There’s something special about Hollywood. There’s something very special about being the child of a Hollywood celebrity. Apparently, these children of privilege have lost their minds. They went or are going to the best schools, but they have bought all of the basic tenets and precepts of the woke mind virus.
Take the case of Ramona Sarsgaard, recently arrested for protesting in favor of Palestine at Columbia University.
Bethany Mandel explains:
Case in point: Ramona Sarsgaard, the 18-year-old daughter of actors Maggie Gyllenhaal and Peter Sarsgaard, who was arrested this month for criminal trespass during a pro-Palestinian protest at Columbia University’s Butler Library.
If you have nothing better to do with your time, why not spend your family capital by making a blithering fool of yourself?
Sarsgaard is also a climate activist, working to save the planet from global warming. A junior Greta Thunberg, if you wish.
Mandel writes:
Sarsgaard marched in the Youth Climate Strike in New York and, according to her mother, is among the many children who “aren’t able to push out of their minds the dire situation that we’re in.”
An army of overgrown children has mobilized to promote mindless leftist causes.
And then there is Violet Affleck:
Just this week Violet Affleck, 19, daughter of Jennifer Garner and Ben Affleck, published an essay in Yale University’s “Global Health Review” describing a heated conflict with her mother earlier this year.

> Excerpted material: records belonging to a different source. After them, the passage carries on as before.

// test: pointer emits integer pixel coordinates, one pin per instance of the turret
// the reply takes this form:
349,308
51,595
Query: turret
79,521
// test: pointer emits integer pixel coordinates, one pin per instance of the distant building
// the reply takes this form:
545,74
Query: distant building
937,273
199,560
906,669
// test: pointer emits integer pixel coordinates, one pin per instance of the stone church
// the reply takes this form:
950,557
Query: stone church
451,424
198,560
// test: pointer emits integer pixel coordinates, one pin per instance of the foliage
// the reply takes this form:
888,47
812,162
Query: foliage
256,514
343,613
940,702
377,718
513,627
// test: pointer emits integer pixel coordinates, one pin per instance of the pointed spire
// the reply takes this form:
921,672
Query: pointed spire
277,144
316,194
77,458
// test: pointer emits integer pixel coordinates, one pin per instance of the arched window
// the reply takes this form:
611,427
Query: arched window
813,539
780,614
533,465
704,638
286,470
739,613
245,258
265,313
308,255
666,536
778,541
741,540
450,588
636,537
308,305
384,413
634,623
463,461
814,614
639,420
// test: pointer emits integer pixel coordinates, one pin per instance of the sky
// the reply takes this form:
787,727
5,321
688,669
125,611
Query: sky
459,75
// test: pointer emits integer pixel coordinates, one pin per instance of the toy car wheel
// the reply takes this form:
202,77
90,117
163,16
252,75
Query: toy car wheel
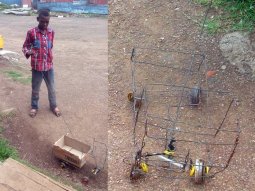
195,95
199,171
130,97
135,173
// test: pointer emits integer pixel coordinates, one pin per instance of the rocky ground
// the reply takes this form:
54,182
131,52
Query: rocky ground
172,25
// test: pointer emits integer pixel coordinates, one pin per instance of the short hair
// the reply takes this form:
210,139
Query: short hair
44,13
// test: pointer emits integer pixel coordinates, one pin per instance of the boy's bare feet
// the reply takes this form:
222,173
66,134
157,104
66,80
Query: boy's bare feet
56,111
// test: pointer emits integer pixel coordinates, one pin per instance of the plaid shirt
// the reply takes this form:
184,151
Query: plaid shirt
40,43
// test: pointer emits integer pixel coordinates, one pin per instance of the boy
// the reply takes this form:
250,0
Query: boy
38,45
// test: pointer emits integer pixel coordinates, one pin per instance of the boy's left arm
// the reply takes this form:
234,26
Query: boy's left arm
27,46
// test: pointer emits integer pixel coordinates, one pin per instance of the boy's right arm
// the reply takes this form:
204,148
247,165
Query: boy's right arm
27,46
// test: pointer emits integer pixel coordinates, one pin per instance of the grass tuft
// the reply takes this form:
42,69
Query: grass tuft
19,77
232,15
6,150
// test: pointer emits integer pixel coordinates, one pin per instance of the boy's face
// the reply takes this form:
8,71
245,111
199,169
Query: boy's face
43,22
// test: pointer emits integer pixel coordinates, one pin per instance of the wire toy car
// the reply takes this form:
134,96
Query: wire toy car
183,127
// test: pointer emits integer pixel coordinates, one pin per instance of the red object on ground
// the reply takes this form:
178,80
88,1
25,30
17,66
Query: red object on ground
210,73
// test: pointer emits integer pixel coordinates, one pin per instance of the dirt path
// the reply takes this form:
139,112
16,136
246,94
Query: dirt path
80,61
170,24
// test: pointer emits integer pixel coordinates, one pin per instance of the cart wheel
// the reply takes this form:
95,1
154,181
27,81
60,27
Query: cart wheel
130,97
135,173
199,171
62,164
195,95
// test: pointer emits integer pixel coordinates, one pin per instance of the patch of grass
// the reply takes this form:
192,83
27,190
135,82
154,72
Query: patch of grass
6,150
232,15
212,25
76,186
19,77
4,6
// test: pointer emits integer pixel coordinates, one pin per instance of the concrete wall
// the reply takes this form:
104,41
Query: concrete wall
98,2
74,7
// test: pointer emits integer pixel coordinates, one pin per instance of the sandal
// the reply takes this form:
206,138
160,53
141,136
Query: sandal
33,113
56,112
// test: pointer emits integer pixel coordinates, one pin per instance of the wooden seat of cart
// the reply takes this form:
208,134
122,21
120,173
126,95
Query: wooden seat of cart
71,151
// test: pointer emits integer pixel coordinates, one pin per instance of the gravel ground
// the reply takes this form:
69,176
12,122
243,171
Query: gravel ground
175,25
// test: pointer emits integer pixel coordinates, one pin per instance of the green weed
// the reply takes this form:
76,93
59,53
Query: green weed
6,150
232,15
4,6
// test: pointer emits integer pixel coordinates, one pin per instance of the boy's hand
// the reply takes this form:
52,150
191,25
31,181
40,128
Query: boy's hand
29,53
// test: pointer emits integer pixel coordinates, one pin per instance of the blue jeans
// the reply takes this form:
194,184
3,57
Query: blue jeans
37,77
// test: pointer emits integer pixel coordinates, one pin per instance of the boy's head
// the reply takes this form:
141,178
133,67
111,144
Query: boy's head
43,19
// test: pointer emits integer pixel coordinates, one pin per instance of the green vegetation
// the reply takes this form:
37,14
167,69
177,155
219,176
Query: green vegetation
19,77
76,186
6,150
231,15
4,6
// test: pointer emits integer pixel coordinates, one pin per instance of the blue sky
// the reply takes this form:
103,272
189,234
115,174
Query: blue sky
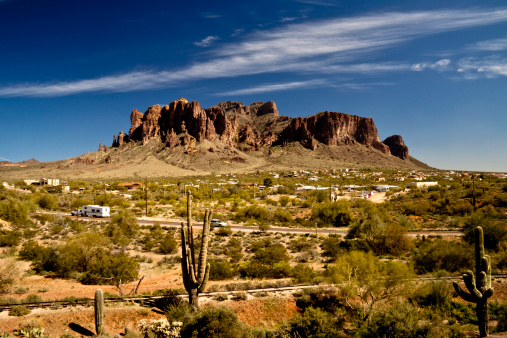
435,73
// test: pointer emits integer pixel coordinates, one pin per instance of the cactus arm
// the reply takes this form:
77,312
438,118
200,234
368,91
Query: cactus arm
99,312
466,296
205,280
204,245
486,266
470,284
189,227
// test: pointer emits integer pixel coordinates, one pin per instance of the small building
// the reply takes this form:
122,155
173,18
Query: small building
130,185
50,181
422,184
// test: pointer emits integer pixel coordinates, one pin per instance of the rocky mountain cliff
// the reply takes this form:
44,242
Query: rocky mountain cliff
252,128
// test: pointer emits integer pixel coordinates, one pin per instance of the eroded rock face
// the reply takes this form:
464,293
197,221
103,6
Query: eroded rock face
333,128
267,108
397,146
183,123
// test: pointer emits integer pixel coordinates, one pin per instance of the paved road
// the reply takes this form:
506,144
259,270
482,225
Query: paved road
245,228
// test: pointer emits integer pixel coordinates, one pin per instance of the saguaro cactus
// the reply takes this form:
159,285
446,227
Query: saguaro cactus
479,287
99,312
195,273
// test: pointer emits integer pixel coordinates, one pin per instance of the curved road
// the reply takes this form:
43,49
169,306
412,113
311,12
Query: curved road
245,228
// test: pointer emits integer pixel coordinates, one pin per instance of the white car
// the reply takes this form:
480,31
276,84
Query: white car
218,223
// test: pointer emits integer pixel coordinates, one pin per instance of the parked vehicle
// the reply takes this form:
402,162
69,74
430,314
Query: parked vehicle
218,223
92,210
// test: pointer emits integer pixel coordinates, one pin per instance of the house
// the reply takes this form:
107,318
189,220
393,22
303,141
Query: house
130,185
422,184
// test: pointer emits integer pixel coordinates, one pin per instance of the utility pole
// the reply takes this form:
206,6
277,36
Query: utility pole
146,195
473,193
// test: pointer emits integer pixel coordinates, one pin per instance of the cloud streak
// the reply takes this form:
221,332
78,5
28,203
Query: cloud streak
273,87
490,45
332,46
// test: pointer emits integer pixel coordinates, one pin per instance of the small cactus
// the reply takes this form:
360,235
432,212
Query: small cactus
479,287
195,274
99,312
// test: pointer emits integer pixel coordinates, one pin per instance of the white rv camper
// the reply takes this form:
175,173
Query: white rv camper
93,210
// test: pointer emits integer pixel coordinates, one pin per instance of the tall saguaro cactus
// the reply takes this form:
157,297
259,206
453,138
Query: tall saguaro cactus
99,312
195,273
479,287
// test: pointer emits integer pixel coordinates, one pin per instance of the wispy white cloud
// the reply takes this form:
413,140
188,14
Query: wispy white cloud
237,31
273,87
317,2
440,66
207,41
287,19
489,67
490,45
326,47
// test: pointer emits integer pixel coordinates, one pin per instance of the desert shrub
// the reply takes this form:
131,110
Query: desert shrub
284,200
30,324
327,299
9,272
495,233
170,298
271,254
215,322
19,310
302,273
168,244
331,246
314,323
234,249
442,255
436,294
9,238
16,211
221,269
501,318
256,269
282,216
253,212
224,231
399,320
111,269
123,227
32,299
332,214
160,328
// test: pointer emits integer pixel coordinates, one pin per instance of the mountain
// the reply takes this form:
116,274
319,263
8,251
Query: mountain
183,139
252,128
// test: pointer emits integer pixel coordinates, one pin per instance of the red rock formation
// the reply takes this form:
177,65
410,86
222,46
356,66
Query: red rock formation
397,146
253,127
267,108
136,120
333,128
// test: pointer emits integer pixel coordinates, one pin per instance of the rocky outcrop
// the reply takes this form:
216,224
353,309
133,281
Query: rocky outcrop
267,108
253,127
333,128
397,146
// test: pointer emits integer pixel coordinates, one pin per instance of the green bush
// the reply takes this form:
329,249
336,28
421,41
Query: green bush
399,320
168,245
32,299
221,269
19,310
315,323
442,255
436,294
215,322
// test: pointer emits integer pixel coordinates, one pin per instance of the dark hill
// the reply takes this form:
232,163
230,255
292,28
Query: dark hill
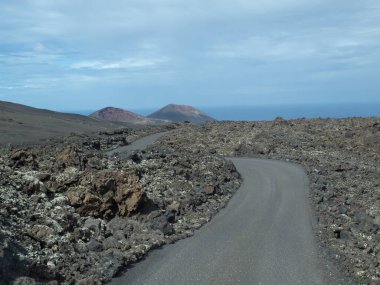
23,124
120,115
179,113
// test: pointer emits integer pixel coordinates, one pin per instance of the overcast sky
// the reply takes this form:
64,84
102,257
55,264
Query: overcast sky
136,54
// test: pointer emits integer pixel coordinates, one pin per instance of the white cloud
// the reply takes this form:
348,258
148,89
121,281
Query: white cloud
127,63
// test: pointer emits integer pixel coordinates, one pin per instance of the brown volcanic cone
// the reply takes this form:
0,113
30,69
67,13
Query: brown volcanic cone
178,113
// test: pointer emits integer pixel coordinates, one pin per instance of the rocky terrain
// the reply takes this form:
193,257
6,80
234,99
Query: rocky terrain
180,113
72,215
342,160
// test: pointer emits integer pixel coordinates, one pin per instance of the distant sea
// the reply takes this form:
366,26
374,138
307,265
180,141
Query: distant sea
270,112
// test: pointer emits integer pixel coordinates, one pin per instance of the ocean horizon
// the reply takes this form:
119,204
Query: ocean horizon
270,112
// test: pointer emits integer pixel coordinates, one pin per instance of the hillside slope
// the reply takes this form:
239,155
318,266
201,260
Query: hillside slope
23,124
120,115
178,113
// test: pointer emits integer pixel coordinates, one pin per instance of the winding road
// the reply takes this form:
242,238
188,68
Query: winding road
263,236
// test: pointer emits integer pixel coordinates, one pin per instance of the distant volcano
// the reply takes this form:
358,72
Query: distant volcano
179,113
121,115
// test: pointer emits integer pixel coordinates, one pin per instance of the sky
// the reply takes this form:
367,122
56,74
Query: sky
138,54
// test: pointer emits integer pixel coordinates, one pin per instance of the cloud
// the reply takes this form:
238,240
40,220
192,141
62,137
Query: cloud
127,63
212,51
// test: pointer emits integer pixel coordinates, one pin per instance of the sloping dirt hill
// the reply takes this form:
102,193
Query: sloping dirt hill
21,124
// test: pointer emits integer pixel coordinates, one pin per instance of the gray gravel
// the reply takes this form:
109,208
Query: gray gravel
264,236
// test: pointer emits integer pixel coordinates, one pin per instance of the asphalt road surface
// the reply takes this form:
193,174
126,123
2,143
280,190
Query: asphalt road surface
263,236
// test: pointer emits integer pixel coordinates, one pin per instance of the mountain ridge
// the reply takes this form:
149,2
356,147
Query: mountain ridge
178,113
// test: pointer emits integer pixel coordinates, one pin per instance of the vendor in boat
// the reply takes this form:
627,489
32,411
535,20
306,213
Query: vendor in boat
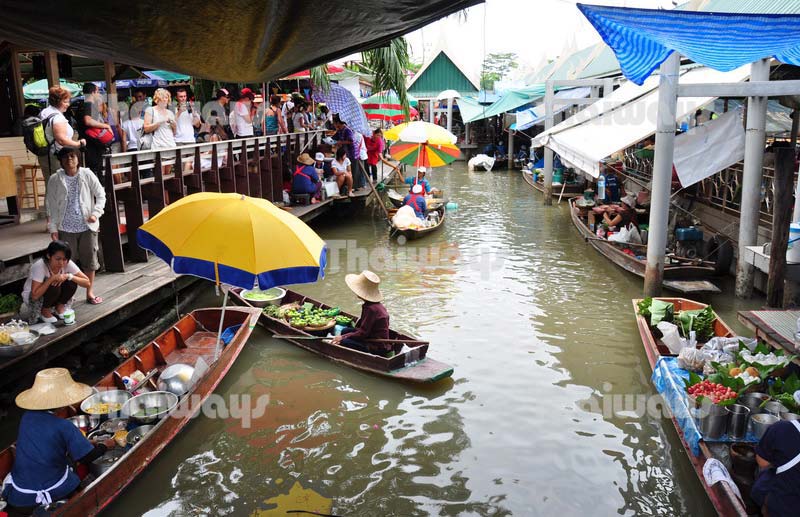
419,179
51,284
416,200
305,178
48,445
777,487
374,321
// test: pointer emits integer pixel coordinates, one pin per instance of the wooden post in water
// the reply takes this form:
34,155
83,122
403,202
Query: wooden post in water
781,217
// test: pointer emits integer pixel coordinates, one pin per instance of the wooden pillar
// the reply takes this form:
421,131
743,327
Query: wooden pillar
134,214
781,217
51,67
19,97
110,239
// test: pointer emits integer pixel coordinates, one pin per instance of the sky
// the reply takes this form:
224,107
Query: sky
533,29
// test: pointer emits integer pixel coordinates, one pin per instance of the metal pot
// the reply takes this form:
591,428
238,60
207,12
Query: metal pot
149,407
137,434
761,423
176,379
105,462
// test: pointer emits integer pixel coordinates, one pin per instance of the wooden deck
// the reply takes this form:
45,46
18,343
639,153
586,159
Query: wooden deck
126,294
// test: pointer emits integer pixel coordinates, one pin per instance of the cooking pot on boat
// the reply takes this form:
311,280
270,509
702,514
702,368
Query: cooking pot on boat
176,379
150,407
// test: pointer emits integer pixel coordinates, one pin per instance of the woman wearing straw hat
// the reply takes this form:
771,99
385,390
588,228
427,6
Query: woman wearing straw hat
47,445
374,321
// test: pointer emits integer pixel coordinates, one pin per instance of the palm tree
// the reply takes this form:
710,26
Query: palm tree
388,64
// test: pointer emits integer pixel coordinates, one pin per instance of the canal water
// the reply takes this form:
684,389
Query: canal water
541,333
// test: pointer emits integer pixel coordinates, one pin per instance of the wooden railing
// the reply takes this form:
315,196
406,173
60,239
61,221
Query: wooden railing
142,183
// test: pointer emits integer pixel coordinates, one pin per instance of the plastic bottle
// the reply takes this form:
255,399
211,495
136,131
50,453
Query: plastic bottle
601,188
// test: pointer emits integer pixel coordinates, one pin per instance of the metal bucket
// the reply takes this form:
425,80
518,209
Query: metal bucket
713,420
737,422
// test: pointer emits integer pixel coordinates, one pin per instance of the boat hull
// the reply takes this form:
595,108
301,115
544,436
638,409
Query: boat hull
413,366
725,502
183,341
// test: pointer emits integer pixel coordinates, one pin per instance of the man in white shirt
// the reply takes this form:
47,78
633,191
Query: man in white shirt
133,125
242,117
187,119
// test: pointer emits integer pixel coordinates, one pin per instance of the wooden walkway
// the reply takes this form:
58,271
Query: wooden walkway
126,294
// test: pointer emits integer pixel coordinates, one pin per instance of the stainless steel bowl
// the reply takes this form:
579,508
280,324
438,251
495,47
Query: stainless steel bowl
274,300
176,379
106,397
149,407
135,435
761,423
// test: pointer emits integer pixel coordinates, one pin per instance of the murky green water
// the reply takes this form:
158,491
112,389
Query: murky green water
536,324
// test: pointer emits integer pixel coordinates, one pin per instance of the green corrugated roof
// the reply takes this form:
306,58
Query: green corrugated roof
442,74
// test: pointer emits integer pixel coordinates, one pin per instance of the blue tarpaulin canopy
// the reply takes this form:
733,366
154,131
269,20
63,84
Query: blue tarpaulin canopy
642,39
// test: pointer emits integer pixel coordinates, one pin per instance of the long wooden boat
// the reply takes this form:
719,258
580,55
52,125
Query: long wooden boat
193,336
683,277
725,501
418,233
413,365
571,190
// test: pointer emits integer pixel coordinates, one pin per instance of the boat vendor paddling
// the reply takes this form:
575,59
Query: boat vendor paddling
416,200
374,320
777,487
419,179
48,445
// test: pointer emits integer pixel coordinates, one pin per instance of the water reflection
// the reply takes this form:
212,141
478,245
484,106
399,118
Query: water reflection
535,324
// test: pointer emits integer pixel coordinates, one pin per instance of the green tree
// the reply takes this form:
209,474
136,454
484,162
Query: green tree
495,67
388,64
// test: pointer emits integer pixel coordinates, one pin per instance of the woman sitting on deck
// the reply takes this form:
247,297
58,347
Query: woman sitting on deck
342,171
305,179
374,321
48,445
51,283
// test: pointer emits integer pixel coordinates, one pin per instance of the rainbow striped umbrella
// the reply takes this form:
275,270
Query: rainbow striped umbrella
385,106
424,154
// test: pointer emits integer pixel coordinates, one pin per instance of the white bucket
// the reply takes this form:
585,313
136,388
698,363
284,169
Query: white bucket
793,251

“I spent the January fires in Los Angeles arguing with my mother in a hotel room,” she wrote — in fights triggered by Garner’s shock at the devastation.
“As a lifelong Angelena and climate-literate member of Generation Z,” Violet explained, “my question had not been whether the Palisades would burn but when.”
She went on to call climate change an “existential and accelerating” crisis.
In short, these gullible young people have drunk the climate change Kool-Aid
Mandel explains:
Affleck’s worldview was deliberately drilled into her by climate activists, who have groomed an entire generation to join their crusade.
At institutions like Yale, climate anxiety is treated as a developmental inevitability.
An advice column in a Yale newsletter a few years ago instructed parents and caregivers to lead even the youngest children through therapeutic climate exercises, like imagining their favorite animal being impacted by climate change and speaking from its perspective.
Activists have set out to traumatize the younger generation, with some success:
Just imagine launching that conversation with your 4-year-old: “Think of Peter Rabbit. Now imagine Peter has run out of food and dies because he’s too thirsty, has no grass to eat, and no shade to take refuge in as temperatures soar.”
You couldn’t come up with a more traumatic lesson for a young child to engage in if you tried —yet the “experts” at Yale recommend it as a therapeutic template to explain to children that the world is ending.
At the least, this effort to traumatize the young has produced a mental illness:
A global 2021 study on climate anxiety found that in 31 of 32 countries, distress about climate change was linked to poorer mental health.
In another survey of 10,000 young people across 10 nations, three-quarters said “the future is frightening,” and more than half believed that “humanity is doomed.”
And yet the same activists, media outlets and global institutions that amplify climate alarmism are now wringing their hands over the youth mental-health crisis.
And Mandel continues:
A pair of Stanford University psychiatrists, discussing the 2021 anxiety study on the World Economic Forum website, sought to normalize what they called “climate distress” — defining it as a troubling blend of dread, sadness, powerlessness and anger.
It’s “a normal and appropriate thing to feel,” they claimed, in the face of “hurricanes, droughts and floods, and clear evidence that our planetary boundaries are being overshot.”
They’re fighting an existential battle to save the planet — one they’ve been convinced is rapidly coming to an end.
And as Sarsgaard demonstrates, they’re easy prey for those pushing the next leftist cause du jour.
They represent an entire generation driven off the deep end by their own manufactured anxiety.
Irony of ironies-- a generation of adults has given up on the notion of curing mental illness and emotional distress. They have gone into the business of producing it.
1 comment:
"Stanford University psychiatrists [claim that 'climate distress'] is 'a normal and appropriate thing to feel' in the face of 'hurricanes, droughts and floods, and clear evidence that our planetary boundaries are being overshot.'”
Written as if hurricanes, droughts and floods have never happened before, or have gotten worse or more frequent (which they haven't).
With psychiatrists like this, who needs depressive neurosis?